Tuesday, November 27, 2007

Measuring National Concern


“That’s a sacrifice we’re willing to make…” –Madeleine Albright, when asked about the estimated 500,000 Iraqi children’s deaths due to sanctions

One of the most widely used and compelling arguments for keeping American troops in Iraq is the notion that without them an all-out civil war would take place, possibly resulting in the deaths of millions of Iraqis. While the deaths of millions of Iraqis would be an undeniably bad thing, let’s take a closer look at the actual impact it would have on the American psyche.

The measurement of national grief is a dynamic science, with standards and metrics continually in flux. Where once we would measure events against Pearl Harbor or the JFK assassination, September 11th changed the bar and it was thought that the 9/11 scale would last well into the next decade.

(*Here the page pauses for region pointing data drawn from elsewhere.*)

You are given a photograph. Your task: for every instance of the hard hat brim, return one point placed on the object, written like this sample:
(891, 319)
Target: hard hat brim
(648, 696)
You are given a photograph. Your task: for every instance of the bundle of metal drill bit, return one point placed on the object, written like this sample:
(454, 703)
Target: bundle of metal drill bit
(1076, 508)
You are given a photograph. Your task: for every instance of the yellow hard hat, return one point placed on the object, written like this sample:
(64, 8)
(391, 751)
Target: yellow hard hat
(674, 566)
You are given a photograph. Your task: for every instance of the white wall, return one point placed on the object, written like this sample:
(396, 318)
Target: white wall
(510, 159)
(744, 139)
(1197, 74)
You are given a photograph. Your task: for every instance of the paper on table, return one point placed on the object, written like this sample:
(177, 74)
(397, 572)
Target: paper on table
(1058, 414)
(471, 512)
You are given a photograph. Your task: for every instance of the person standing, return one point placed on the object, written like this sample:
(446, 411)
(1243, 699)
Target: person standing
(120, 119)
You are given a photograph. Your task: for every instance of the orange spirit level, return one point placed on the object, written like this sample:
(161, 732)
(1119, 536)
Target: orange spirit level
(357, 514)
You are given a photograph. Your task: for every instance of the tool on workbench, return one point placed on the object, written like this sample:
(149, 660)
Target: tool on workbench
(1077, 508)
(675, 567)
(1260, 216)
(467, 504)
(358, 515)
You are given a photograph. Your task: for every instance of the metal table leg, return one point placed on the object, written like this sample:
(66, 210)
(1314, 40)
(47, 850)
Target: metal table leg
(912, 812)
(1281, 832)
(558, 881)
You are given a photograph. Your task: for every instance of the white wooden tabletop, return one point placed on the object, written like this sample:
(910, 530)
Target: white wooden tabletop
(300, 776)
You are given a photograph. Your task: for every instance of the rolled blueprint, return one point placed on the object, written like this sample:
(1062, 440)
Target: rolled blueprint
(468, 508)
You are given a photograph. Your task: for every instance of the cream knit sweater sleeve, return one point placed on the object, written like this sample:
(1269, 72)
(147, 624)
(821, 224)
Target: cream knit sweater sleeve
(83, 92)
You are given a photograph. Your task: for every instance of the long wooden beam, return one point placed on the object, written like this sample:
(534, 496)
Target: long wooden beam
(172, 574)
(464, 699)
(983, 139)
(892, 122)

However, since the untimely passing of actress/model Anna Nicole Smith, national grief has been measured by the "Anna".

Admittedly as a grief standard the Anna itself is somewhat unwieldy, so things like widespread deaths of foreigners are measured by the Micro Anna (thousandths of an Anna) and the Nano Anna (millionths of an Anna). Applying the Anna scale retroactively to 1991, when approximately a hundred thousand Shiites were massacred after being prompted by the US to rise against Saddam Hussein, we discover that our national grief amounted to a mere 15 Nano Annas, or fifteen one-millionths of an Anna Nicole Smith. Using this model we can predict that a civil war resulting in two million Iraqi deaths will register somewhere between 300 and 500 Nano Annas, possibly going as high as one Micro Anna if key celebrities are reported to be emotionally affected by the carnage.

5 comments:

Anonymous said...

Brilliant!

Thank you for your service!

Anonymous said...

brilliant, again, and as usual!

amy tan is anti-iraq war, early on in her book "saving fish from drowning".

Anonymous said...

No other word better describes this post...Brilliant!

Anonymous said...

"Thinking too much gives you wrinkles"
~Malibu Stacy

Anonymous said...

Many thanks for your clever post.

Almost nothing has been said in the media about the “second” false premise used by the Bush administration to justify the carnage in Iraq. Not the WMD argument discredited years ago, but the “pied piper” argument more recently in vogue, the one that states: We are fighting terrorists over there so we don’t have to fight them over here.

There is no more cowardly, deceitful, and morally degenerate argument than this one. Our government decides to export the war on terrorism and reap havoc upon an oppressed people. Shall we empty our prisons of murderers and serial killers and export them to Paraguay? Shall we ship toxic waste to Waziristan? Or feed the fat rats of Washington to the world’s hungry?

The “pied piper” argument is the vestigial remnant of a failed argument. Because WMDs were never found and links between al Qaeda and Saddam were never proved, our government invents one more rationale to pursue an immoral war, the most dastardly argument of them all.